Seulement, Freddy étant le maître des rêves, votre personnage tombera aléatoirement dans les bras de Morphée, transformant l’environnement en une nuit bleutée. Les ennemis changeront alors et il vous faudra rapidement vous réveiller sous peine de rencontrer le tueur au pull dégueulasse. L’enjeu étant alors votre survie et éviter le game over, Fred assénant de redoutable coups de griffes…Heureusement, durant cette transition onirique, il vous sera possible de vous transformer en un "super guerrier" (là aussi, idée dérivée du troisième film) à travers les éléments récoltés. Vous serez ainsi un sorcier, un athlète ou un ninja. Pour vous réveiller, il vous faudra trouver un poste de radio ou tout simplement, battre Freddy dans sa forme de boss optionnelle.
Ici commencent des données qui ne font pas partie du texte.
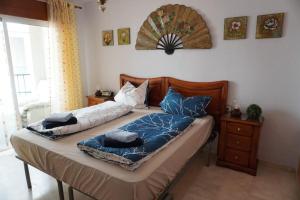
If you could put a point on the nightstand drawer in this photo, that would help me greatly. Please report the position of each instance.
(240, 129)
(238, 142)
(237, 157)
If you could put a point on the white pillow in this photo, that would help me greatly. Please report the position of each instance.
(132, 96)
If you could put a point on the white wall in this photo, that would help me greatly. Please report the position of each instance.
(265, 71)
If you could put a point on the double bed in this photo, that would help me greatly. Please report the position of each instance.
(62, 159)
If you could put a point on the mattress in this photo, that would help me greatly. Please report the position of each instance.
(101, 180)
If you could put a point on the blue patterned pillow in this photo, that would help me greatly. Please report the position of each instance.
(176, 104)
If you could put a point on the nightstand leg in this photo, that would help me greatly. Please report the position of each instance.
(71, 193)
(27, 175)
(209, 154)
(60, 190)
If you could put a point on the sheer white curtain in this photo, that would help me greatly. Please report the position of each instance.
(9, 111)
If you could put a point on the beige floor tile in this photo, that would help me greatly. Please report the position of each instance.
(197, 183)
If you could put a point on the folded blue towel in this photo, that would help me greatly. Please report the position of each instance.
(122, 136)
(59, 117)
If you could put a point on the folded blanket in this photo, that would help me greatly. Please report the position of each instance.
(51, 124)
(59, 117)
(108, 142)
(156, 130)
(86, 118)
(122, 136)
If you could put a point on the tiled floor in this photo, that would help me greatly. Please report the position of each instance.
(198, 183)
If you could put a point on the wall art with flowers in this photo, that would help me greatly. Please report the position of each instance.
(124, 36)
(269, 26)
(235, 28)
(108, 38)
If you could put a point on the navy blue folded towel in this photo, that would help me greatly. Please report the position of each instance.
(108, 142)
(52, 124)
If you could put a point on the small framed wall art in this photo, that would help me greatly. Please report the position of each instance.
(235, 28)
(124, 36)
(269, 26)
(108, 38)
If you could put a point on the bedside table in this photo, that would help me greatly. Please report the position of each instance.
(238, 144)
(92, 100)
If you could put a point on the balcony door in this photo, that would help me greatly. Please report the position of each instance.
(24, 91)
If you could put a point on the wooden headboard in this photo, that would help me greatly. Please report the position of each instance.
(159, 87)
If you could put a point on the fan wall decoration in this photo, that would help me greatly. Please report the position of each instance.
(173, 27)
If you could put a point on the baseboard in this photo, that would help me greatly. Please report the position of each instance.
(278, 166)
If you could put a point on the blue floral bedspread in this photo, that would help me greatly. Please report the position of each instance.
(155, 129)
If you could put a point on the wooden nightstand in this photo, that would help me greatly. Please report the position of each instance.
(92, 100)
(238, 144)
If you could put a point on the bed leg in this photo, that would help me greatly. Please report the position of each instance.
(60, 190)
(168, 197)
(209, 154)
(71, 194)
(27, 175)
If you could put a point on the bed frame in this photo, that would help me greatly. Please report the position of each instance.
(158, 88)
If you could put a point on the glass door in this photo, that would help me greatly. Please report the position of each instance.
(24, 90)
(9, 115)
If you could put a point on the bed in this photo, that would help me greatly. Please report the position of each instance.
(101, 180)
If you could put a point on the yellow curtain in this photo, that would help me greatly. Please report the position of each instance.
(66, 85)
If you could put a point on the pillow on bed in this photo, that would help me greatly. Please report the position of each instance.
(176, 104)
(130, 95)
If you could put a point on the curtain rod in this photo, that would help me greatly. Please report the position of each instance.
(75, 6)
(78, 7)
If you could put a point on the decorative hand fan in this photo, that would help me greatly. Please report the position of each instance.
(173, 27)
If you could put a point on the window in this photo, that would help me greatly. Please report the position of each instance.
(24, 91)
(29, 48)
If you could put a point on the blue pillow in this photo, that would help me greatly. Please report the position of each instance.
(176, 104)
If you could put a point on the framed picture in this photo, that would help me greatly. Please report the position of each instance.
(108, 38)
(124, 36)
(235, 28)
(269, 26)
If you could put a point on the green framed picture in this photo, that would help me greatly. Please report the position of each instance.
(269, 26)
(124, 36)
(108, 38)
(235, 28)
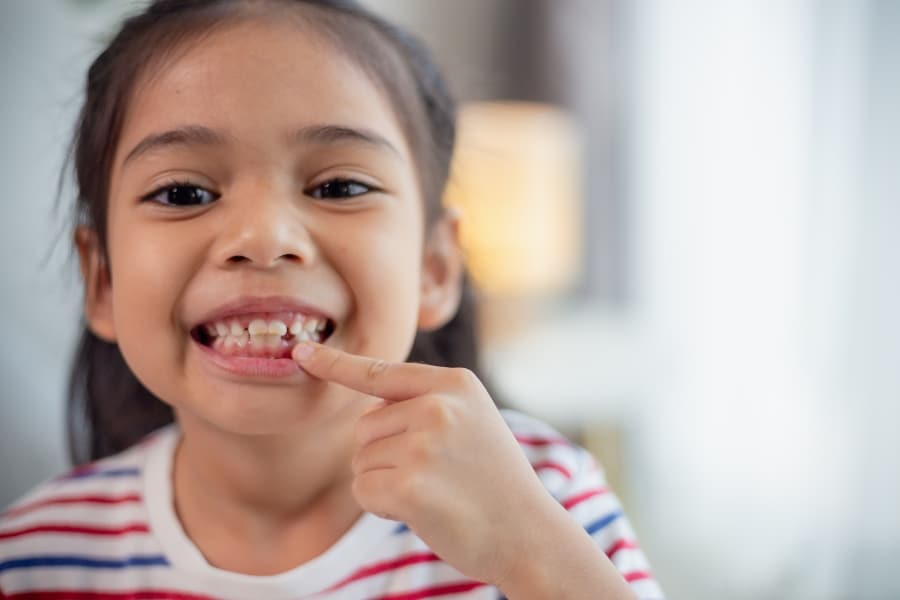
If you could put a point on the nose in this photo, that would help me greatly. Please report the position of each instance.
(263, 229)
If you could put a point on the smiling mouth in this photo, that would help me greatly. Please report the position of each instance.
(262, 335)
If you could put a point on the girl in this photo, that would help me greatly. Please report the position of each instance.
(273, 290)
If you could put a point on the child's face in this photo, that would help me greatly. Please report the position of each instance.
(265, 117)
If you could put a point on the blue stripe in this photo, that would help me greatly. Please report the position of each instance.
(602, 522)
(402, 528)
(123, 472)
(82, 561)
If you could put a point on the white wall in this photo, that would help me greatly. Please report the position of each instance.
(45, 48)
(765, 215)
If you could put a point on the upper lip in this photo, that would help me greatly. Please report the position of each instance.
(243, 305)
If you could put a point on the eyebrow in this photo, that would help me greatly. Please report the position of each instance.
(199, 135)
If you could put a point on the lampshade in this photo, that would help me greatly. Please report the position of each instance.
(516, 180)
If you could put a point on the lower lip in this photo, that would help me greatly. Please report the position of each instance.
(251, 367)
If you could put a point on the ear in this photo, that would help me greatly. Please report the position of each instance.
(97, 285)
(442, 271)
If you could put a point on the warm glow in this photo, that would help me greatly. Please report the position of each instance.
(516, 179)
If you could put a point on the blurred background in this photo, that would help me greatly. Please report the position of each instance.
(691, 267)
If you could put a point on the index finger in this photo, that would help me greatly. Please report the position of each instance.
(391, 381)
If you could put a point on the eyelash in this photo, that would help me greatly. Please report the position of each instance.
(316, 192)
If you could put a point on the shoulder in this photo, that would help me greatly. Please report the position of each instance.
(577, 481)
(559, 462)
(92, 510)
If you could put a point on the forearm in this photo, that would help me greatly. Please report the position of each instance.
(560, 560)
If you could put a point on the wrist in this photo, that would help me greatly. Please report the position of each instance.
(558, 559)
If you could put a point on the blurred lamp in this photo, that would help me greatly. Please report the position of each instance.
(516, 180)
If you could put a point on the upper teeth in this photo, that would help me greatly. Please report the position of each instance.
(301, 327)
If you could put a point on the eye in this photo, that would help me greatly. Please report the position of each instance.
(340, 188)
(179, 193)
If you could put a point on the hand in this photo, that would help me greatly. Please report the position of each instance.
(438, 456)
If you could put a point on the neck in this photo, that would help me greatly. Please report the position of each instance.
(289, 495)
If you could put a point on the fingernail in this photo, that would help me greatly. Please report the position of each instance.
(303, 351)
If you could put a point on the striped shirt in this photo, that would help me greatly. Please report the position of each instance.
(109, 531)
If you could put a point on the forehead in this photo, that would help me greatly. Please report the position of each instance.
(255, 81)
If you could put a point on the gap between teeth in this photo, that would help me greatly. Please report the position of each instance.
(260, 333)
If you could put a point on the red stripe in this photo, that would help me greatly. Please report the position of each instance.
(80, 595)
(552, 465)
(78, 529)
(14, 512)
(538, 441)
(576, 500)
(637, 576)
(438, 590)
(620, 545)
(388, 565)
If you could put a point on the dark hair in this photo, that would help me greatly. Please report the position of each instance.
(108, 408)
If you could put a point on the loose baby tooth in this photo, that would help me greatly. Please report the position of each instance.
(297, 325)
(258, 327)
(277, 328)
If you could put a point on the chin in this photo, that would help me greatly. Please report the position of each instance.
(270, 412)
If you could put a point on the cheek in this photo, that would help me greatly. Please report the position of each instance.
(384, 276)
(150, 267)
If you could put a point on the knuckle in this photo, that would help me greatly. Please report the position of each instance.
(464, 378)
(437, 412)
(410, 490)
(421, 451)
(377, 368)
Avec des environnements hérités des troisièmes et quatrième opus de la franchise, le jeu nous confronte à divers boss vus précédemment dans ces films (le serpent Freddy du 3 ou les « griffes volantes » du 4) et d’autres plus « farfelues » (Freddy fantôme ?!). Pour affronter tout ce petit monde, nous n’aurons pas moins besoin de cinq vies et deux continues par joueur. Un choix plutôt généreux pour un jeu à la difficulté variable...
Un soft LjN aiguisé
Pour un titre estampillé LjN, A Nightmare on Elm Street s’en sort honorablement. D’une part, miracle, c’est…jouable ! Sans atteindre, la perfection de son futur Donkey Kong Country, Rare signe un jeu relativement maniable, même si on peut regretter quelques latences dans les sauts. Graphiquement, en 1990, on a clairement vu mieux sur la bécane de big N. Les sprites et les décors ne sont guère inspirés entre des design grossiers et « déjà-vu » le soft n’est clairement pas dans le haut du panier. Les animations sont du même acabit, avec un résultat des plus simpliste. À titre de comparaison, la même année, Sunsoft sort son magnifique Gremlins 2 sur la même machine.
Comme principal point fort, nous retiendrons surtout les musiques entrainantes, laissant même entendre les notes de la fameuse contine (1,2, Freddy te coupera en deux… ) avant chaque apparition du boogeyman.
Freddy en Ntsc
Comme d’autres titre LjN, celui-ci restera limité à l’Amérique du Nord malgré la popularité du croquemitaine en Europe et au Japon. Il faut dire que Freddy se meurt en même temps que les 80’s. La sortie du cinquième film en 1989 a globalement été un échec aux Etats-Unis (pas aidé par l’un des étés les plus surchargé en blockbusters (Batman, Ghostbusters 2, L’arme Fatale 2, Abyss, Simetière…). Chez New Line, on envisage d’enterrer la poule aux œuf d’or avec la production d’un sixième opus intitulé sobrement Freddy’s Dead…
Il n’empêche que cet opus NES reste la seule véritable incursion de l’emblématique Freddy sur console. Il faudra attendre…21ans pour revoir Freddy Kreuger en pixel…sous les traits de sa version remaké dans Mortal Kombat (9) puis en 2017, dans le DLC de Dead by Daylight.
Manquant de profondeur et techniquement limité, A Nightmare on Elm Street n'est hélas pas le jeu badass espéré. À défaut d’être un hit, il reste une curiosité potentiellement appréciable pour les fans du célèbre boogeyman.